Roger Waters: Si vous croyez dans les droits humains, Madonna, ne chantez pas à Tel Aviv

Roger Waters – The Guardian – 17 avril 2019

Tant que le gouvernement israélien n’aura pas reconnu le droit des Palestiniens à l’autodétermination, les artistes doivent rester à l’écart.

« J’exhorte tous les jeunes candidats – en fait, tous les jeunes gens, en fait tout le monde, les jeunes comme les moins jeunes, ce qui inclut Madonna – à lire la Déclaration des droits de l’homme des Nations-Unies. » (Photo : Jeff Fusco/Getty Images)

L’acceptation par Madonna d’une invitation à se produire à Tel Aviv à la finale du Concours Eurovision de la chanson en mai soulève, une fois encore, des questions éthiques et politiques de fond importantes sur lesquelles chacune et chacun d’entre nous doivent réfléchir.

En 1948 à Paris, les Nations-Unies alors naissantes ont fait l’avant-projet, par la suite adopté, d’une Déclaration universelle des droits de l’homme, qui est consacrée par le droit international et selon laquelle tous nos frères et sœurs du monde entier, sans distinction de leur origine ethnique ou nationalité ou religion, ont des droits humains fondamentaux, incluant mais sans s’y limiter, le droit à la vie, à la liberté et à l’autodétermination.

La question que nous devons donc tous nous poser est la suivante : suis-je d’accord avec la Déclaration des Nations-Unies ?

Si à cette question, vous répondez oui, alors une deuxième question se pose : suis-je prêt à défendre mon soutien aux droits humains et à agir en conséquence ? Vais-je aider mes frères et mes sœurs dans leur lutte pour les droits humains, ou vais-je franchir la ligne et marcher de l’autre côté ?
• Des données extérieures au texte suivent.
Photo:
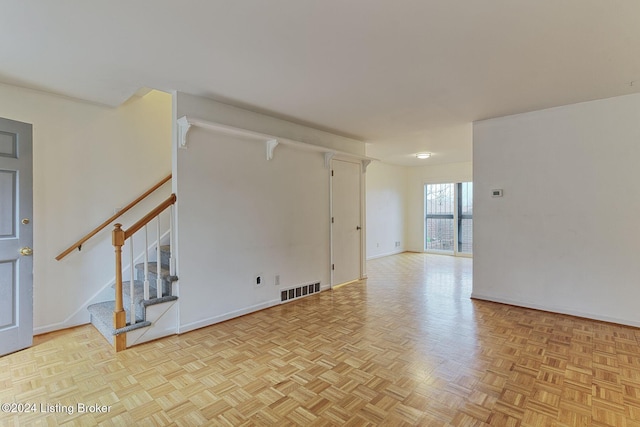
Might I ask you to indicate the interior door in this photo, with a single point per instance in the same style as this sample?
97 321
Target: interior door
16 236
346 230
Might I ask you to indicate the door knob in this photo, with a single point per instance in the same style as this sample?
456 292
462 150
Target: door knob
26 251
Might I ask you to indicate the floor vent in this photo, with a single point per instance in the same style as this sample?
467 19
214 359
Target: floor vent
299 292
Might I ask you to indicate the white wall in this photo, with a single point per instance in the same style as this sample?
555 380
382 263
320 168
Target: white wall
564 237
386 209
240 215
88 160
418 176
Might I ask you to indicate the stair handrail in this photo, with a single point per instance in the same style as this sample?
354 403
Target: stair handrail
79 243
119 237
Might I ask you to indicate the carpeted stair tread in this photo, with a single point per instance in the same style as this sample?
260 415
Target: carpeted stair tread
138 288
102 318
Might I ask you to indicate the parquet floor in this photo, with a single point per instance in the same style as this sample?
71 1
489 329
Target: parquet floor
405 347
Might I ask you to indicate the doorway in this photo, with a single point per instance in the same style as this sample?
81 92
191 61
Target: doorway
449 218
346 222
16 236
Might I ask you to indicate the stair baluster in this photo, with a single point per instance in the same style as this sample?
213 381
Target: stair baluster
158 261
132 306
146 262
172 262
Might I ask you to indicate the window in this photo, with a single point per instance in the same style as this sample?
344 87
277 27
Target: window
449 218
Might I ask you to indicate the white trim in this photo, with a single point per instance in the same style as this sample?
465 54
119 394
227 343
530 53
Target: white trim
386 254
230 315
556 309
362 212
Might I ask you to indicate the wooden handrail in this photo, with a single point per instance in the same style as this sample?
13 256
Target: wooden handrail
119 237
78 244
148 217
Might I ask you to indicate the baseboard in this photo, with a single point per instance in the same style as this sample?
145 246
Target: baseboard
227 316
554 309
399 251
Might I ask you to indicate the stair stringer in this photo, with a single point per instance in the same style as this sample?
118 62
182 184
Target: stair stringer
164 322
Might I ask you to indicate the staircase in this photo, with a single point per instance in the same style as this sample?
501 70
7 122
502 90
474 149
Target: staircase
139 312
102 312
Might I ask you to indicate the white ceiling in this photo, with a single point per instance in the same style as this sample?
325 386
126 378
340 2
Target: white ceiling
403 75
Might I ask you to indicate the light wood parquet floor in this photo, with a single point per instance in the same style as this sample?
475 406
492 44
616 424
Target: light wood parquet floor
405 347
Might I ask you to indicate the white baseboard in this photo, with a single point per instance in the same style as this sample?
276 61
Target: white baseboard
230 315
555 309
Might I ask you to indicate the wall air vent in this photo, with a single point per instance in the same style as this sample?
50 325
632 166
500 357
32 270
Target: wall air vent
299 291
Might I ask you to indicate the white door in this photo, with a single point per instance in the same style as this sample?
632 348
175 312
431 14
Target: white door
16 236
346 226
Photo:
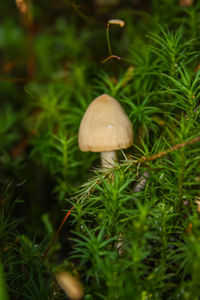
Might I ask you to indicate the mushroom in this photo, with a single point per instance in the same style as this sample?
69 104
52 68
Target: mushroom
105 128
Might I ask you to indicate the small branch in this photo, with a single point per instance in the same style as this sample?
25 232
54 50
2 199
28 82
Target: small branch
164 153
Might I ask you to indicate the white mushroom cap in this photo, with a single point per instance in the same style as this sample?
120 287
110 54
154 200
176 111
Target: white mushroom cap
105 126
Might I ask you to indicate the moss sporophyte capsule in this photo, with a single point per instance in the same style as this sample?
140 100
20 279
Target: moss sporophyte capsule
105 127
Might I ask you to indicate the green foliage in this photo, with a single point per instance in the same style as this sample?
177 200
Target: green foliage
133 230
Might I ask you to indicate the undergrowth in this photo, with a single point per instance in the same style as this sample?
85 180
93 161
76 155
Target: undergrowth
132 231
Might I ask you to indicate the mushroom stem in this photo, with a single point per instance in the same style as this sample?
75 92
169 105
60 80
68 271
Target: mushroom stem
108 159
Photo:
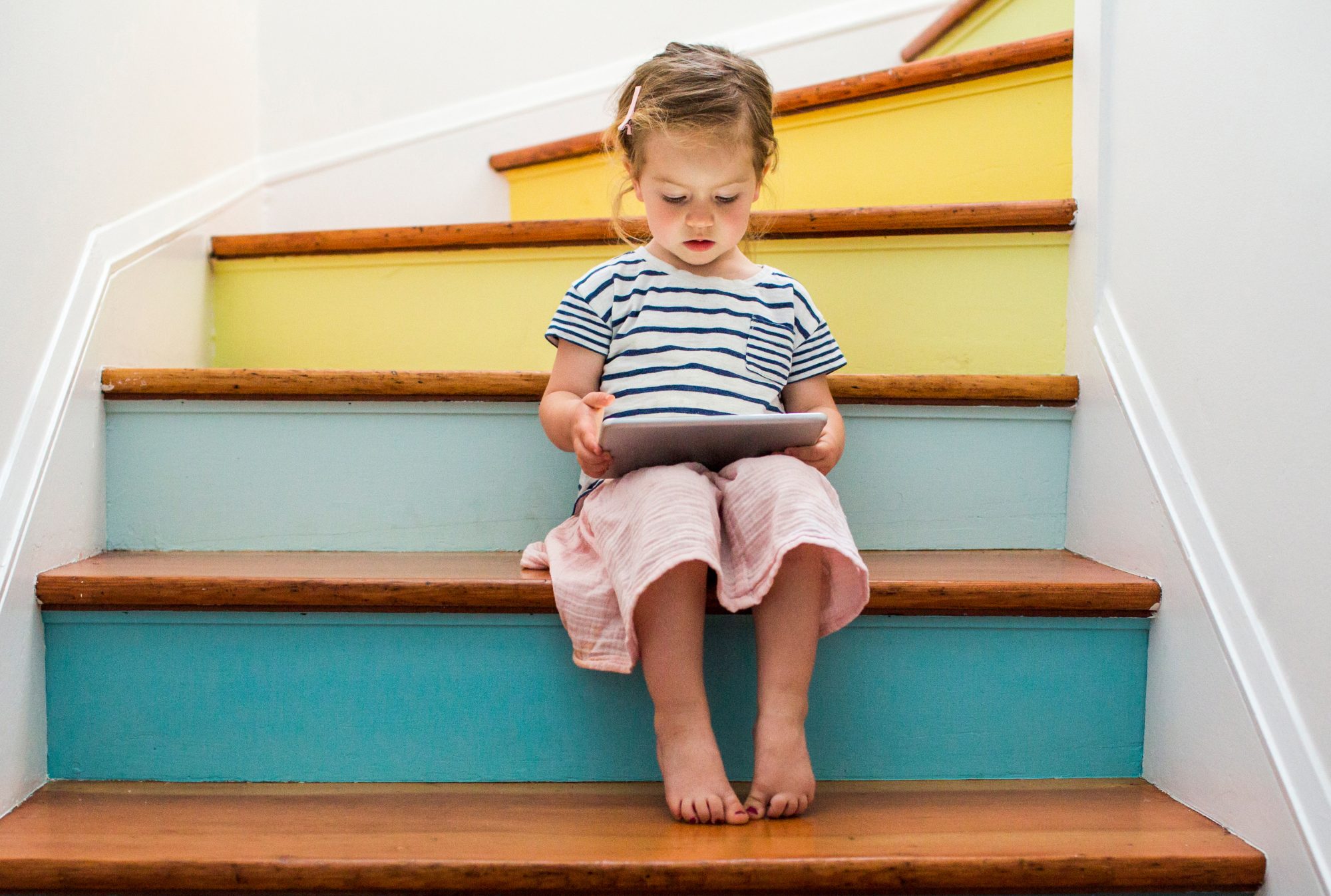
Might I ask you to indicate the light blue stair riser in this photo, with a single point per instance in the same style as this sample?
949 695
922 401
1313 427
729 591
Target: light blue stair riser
473 476
476 697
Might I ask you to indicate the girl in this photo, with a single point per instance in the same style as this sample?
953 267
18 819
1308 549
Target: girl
689 325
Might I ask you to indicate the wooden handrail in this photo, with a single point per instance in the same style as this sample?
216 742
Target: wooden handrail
295 384
902 78
987 217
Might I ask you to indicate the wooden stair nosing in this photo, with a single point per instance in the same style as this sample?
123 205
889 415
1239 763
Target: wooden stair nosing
939 837
908 77
902 583
793 224
297 384
951 17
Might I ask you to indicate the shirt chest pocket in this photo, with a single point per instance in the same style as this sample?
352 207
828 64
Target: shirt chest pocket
767 353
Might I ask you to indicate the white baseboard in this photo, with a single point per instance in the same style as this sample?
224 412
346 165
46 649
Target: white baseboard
1304 778
107 250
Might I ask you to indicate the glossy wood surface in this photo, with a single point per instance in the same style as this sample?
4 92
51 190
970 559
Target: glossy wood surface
219 383
986 217
950 19
912 76
934 583
859 837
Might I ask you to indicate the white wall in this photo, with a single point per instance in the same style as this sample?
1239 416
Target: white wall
1201 439
392 124
123 124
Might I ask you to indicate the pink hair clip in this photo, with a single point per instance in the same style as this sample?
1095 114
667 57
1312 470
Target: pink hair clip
633 104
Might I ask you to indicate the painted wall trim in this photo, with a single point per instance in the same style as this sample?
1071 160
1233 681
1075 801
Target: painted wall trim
1304 780
779 33
108 249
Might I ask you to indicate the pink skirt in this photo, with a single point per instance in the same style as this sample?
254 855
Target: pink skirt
739 522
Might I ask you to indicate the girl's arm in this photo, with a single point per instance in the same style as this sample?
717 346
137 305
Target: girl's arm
572 406
813 394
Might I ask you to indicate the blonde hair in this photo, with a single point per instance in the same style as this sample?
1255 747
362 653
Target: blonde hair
695 92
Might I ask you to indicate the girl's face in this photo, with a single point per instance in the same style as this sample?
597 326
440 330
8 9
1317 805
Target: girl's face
698 198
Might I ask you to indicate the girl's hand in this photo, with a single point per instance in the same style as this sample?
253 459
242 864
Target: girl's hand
586 428
822 455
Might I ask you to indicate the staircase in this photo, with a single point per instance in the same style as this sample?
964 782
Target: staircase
312 555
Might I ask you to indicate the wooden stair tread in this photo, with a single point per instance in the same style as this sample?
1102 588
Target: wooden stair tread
900 78
859 837
947 218
947 583
214 383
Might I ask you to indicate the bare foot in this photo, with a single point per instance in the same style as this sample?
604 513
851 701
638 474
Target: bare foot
783 776
697 789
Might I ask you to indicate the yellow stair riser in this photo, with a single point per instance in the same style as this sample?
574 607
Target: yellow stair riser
975 303
1003 21
1000 138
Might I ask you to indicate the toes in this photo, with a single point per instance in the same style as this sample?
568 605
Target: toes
755 806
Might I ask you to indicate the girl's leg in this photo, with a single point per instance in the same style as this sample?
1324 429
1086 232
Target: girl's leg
669 621
787 628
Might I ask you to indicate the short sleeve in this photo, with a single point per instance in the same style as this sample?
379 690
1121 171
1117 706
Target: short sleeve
578 321
817 351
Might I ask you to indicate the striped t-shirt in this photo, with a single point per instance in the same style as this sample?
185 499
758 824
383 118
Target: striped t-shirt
681 343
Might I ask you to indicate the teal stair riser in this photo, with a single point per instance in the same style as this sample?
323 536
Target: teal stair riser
472 476
472 697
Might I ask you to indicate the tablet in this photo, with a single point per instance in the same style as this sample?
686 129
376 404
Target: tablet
713 442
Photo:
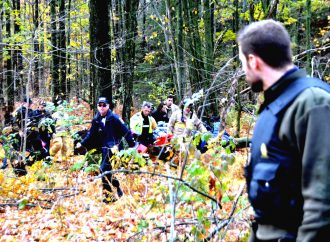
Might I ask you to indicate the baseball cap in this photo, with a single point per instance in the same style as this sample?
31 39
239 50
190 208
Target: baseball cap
29 100
103 100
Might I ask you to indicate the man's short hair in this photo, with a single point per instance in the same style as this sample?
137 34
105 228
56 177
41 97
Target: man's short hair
267 39
170 96
146 104
27 100
103 100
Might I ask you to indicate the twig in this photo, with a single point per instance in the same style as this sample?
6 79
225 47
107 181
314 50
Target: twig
160 175
227 221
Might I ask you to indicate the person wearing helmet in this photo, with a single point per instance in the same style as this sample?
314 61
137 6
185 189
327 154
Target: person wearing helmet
184 120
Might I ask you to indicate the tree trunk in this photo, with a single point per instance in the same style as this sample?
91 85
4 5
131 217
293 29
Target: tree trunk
17 54
131 7
35 84
8 63
308 36
117 27
68 54
184 89
100 56
62 51
55 54
195 60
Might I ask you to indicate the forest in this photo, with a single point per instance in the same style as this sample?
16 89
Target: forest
69 53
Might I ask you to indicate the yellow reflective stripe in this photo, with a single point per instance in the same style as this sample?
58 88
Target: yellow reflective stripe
179 125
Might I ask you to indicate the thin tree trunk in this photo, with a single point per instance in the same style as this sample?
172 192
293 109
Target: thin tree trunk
55 53
36 48
62 51
195 60
180 57
100 57
308 36
131 7
17 53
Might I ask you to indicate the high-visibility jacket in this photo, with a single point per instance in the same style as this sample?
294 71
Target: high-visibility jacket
136 123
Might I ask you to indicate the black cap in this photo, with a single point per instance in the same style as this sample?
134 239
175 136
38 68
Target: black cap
29 100
103 100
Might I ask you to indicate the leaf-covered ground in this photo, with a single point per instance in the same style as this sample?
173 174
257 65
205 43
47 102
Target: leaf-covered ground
54 203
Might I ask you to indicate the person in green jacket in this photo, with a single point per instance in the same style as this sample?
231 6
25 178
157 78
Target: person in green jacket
142 125
288 175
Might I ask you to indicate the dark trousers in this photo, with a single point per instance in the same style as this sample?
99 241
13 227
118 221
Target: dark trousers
253 238
106 166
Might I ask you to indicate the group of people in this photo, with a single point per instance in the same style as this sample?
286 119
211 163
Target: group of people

Dans le contexte de la conversation en cours sur le lieu de la phase finale de l’Eurovision et la participation de Madonna et des autres artistes, les frères et sœurs dont il est question c’est le peuple de la Palestine, qui vit sous un régime d’occupation, d’apartheid, profondément répressif et qui ne jouit pas du droit à la vie, à la liberté et à l’autodétermination.

Revenons à 2004, où la société civile palestinienne a appelé à l’aide le reste du monde et, entre autres, fixé une ligne de protestation culturelle, demandant aux artistes de s’abstenir de se produire en Israël tant que le gouvernement israélien n’aura pas reconnu le droit des Palestiniens à l’autodétermination. Depuis, j’ai répondu à leur appel et j’ai fait ce que je pouvais pour persuader les autres de faire de même.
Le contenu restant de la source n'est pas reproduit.